Why I'm not a big fan of the TSK, reason 2: Kinesiophobia is not that well-defined
A phobia, by definition, is an irrational fear. The DSM-IV sets out fairly stringent criteria for diagnosis of a phobia . Notably, not only is the fear and associated extreme anxiety/panic response largely irrational, it is also generally known to be irrational by the sufferer. It's not simply a case of incorrect knowledge or misinterpreted information. People who flee in terror at the sight of a dog, for example, will tell you they realize the fear is irrational, but the response is so automatic that they have a hard time controlling it.
In reviewing the items on the TSK, I'm not convinced that they are all inherently irrational. In fact, a statement such as 'pain lets me know when to stop exercising so I don't hurt myself' would probably be quite a rational belief in a lot of conditions including chronic low back pain for which the scale was originally intended. While this may seem a bit nitpicky, I do believe it's a relevant issue considering the majority of people who would use this scale are not psychologists and might not realize that kinesiophobia is not a diagnosable condition. It's just a word.
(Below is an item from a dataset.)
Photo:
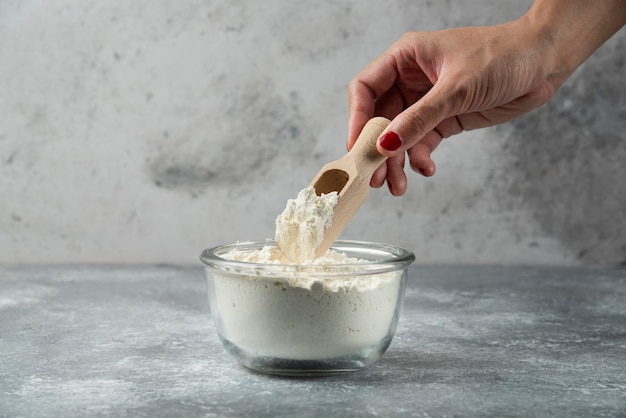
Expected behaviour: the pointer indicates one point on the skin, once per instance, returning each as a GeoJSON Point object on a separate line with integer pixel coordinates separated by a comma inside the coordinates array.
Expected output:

At the end of the day though, our analysis revealed that the TSK actually functioned well. So perhaps my concerns are unfounded. Or perhaps, what is really needed is simply a reconceptualization of thisscale and what it is, and more importantly isn't, measuring. The Rasch analysis suggested that the response options worked well enough, so presumably respondents guessed the ordering correctly, but I still believe a change to 'strongly disagree' , 'somewhat (or mildly, or slightly) disagree', 'somewhat agree' and 'strongly agree' would be more in keeping with theoretical understandings of opinions. But it's the 'what is it measuring?' question that is arguably more pressing here. In looking at the items, it is clearly measuring some general aversion to movement and activity/exercise. Whether this aversion is rational or irrational is probably irrelevant to what the scale might mean - those that score higher are more likely to also score themselves as more disabled (naturally), probaly more painful, and probably less likely to respond to physical rehabilitation, which generally includes movement and exercise.
I believe it's time to do away with the term 'kinesiophobia', and perhaps call it something more like the 'Tampa Scale for Exercise Aversion'. Further, its probably best to not assume that everyone who scores high on this scale requires psychological intervention. It may simply be an indication of poor pain control or lack of understanding of one's condition. By changing the way we conceptualize this scale, I believe it can remove some of the stigma and lead to novel ways to intervene.